Свита замерла, но произошло невероятное: дочь Мамая ответила дерзкому благосклонно; её усмешку поняли немногие.

–Я знала, что отец приближает к себе великих воинов. Но я не знала, что иные из них так же красноречивы, как искусны в воинском деле. Советую тебе подумать: не окажется ли твоё красноречие таким же гибельным для слабых сердец, как искусство стрелка.

Хасан наклонил голову и произнёс:

–Великая царевна! Моё искусство – не самое жестокое на этом празднике.

К счастью для Хасана, его дерзкий разговор с Мамаевой дочерью затемнил для слушателей смысл последних слов. Молодые мурзы ещё раньше клокотали, готовые разорвать болдыря, а Мамай после слов "великая царевна", повторённых дважды во весь голос, мало прислушивался. Лучший стрелок и наездник, герой состязаний именует его дочь "великой царевной", – значит, в глазах всего войска эта истина становится непререкаемой. Влияние слова лучших джигитов в Орде – огромно. Мурзы могут думать что угодно, важно, чтобы войско думало, как Мамай.

–Наиля! – потушил он властным голосом возмущённый говорок за спиной. – Разве ты забыла свои обязанности?

Девушка указала помощникам большой кусок пурпурного шёлка, как вдруг Хасан вскинул голову и обратился к Мамаю:

–Повелитель! Я не дорожу тленным богатством. Ты дал мне всё, что может пожелать воин. Дороже всех драгоценностей мира была бы для меня чаша вина из рук твоей дочери. Память о ней я сохраню до последнего часа, она станет греть меня, как луч солнца. Молю тебя об этой награде, великая царевна.

Темир-бек схватился за меч, но других речь воина изумила. Одних – тем, что этот чудак предпочёл богатству чашу перебродившего виноградного сока, других – волнением, которое как-то уж очень не вязалось с этим дьяволом в пурпурном плаще.
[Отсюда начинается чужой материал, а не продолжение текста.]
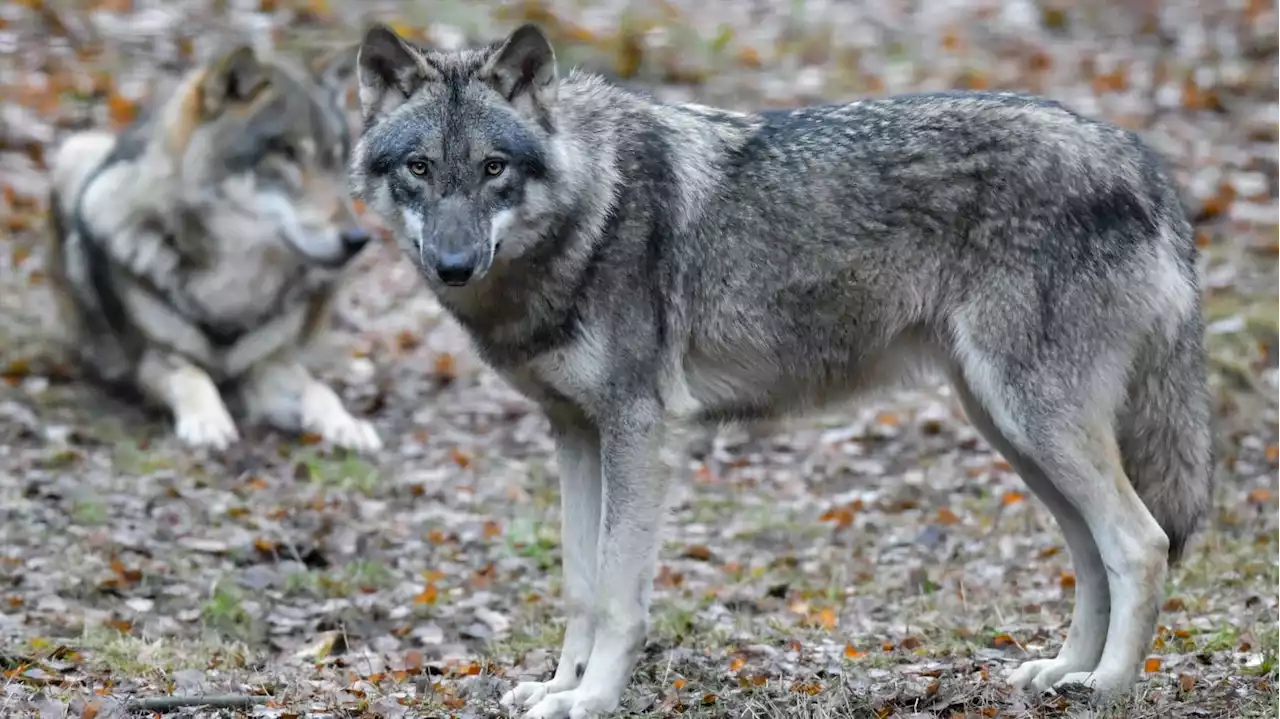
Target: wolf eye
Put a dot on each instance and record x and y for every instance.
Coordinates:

Мамаю же послышалась в ней преданность. Он кивнул дочери, и смуглая рука с чашей золотистого вина протянулась к лицу воина. Он пил, словно молился, и тогда Мамай глянул на молодого темника... Так вон откуда раздражение Темир-бека!.. Мамай отвернулся. Царевна может восхищаться до слёз статью скакового коня и полётом охотничьего сокола, но разве можно ревновать её к ним?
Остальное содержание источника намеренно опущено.